一方のネット上ではというと、「『サンジャポ』と被っているので、そのままの延長での視聴はないな」「扱うニュースの内容もほぼ一緒。多少のバラエティー感がないと昼には不向きかも」「上田の音量MAXの声が耳障り。80分間付き合うのは無理」といった感じでツッコミ満載のコメントが散見された。

これに同サイトは、「サンジャポ」と「サンデーQ」の“既視感”について、「チーフ作家や総合演出が『サンジャポ』と同じなんです。他にも制作陣が共通している部分が多い。スタッフが同じなら、番組の設計も似てしまうのは当然でしょう。差別化しようにも限界がある。ただ、和田アキ子が好き勝手にしゃべり、その発言に対する非難も多かった『おまかせ!』のように、1人の意見に視線が集中するMCではなく、上田さんのように他の出演者に話を振りながら全体を回す“バランス型”の進行にして、リスクを避け“安全パイ”に振った点は評価できます」と“芸能ジャーナリスト”が分析。そのうえで、同サイトは「ただ、『巨大パネルで進行する』という独自色があった『おまかせ!』形式を踏襲していたほうが、まだ番組としての個性は際立っていた」と厳しく評価した。

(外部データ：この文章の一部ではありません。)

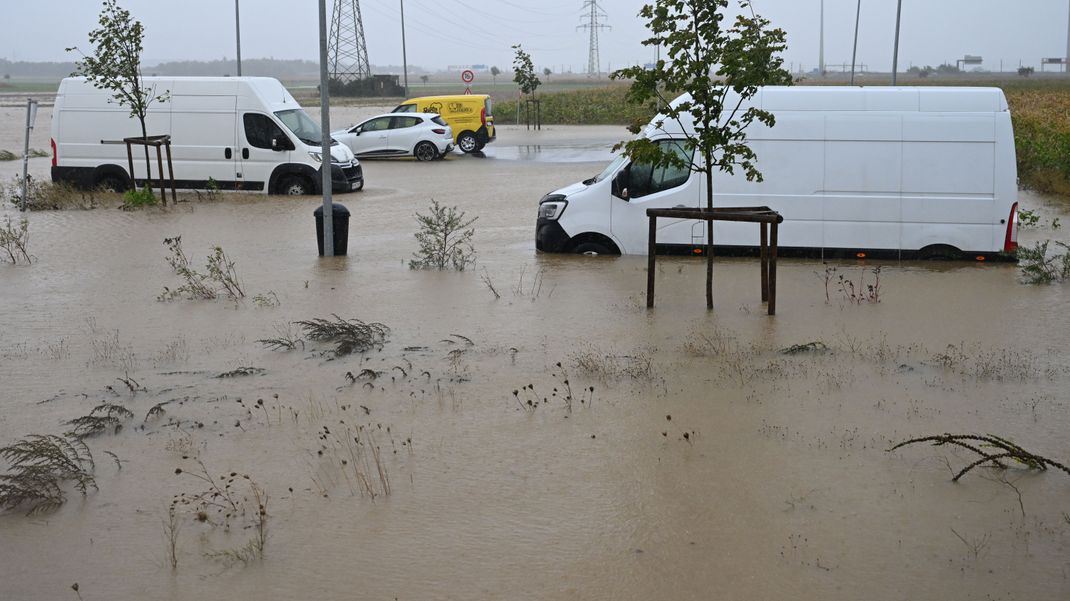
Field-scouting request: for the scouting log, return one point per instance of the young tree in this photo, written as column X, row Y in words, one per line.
column 116, row 66
column 524, row 72
column 718, row 67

近年、情報バラエティー番組が増えつつあり芸人の起用が必須のようだ。なぜ、そこまで情報番組が多いのか。

ある放送作家によれば、「情報バラエティー番組が強い理由は、視聴者に提供する情報の質と量が高く、視聴者の関心を引くような独自の切り口を持っているからです。バラエティー番組は、視聴者が興味を持ちやすいテーマやトピックを取り上げ、その内容を多様な視点から紹介することで、視聴者の関心を引きつけ続けています。また、バラエティー番組は、視聴者に新しい発見や刺激を与えることができるために好奇心を刺激し続けることができます」との見解を示す。

番組始まって早々に寄せられた酷評。あとは上田の“手腕”に期待を寄せるしかないだろう。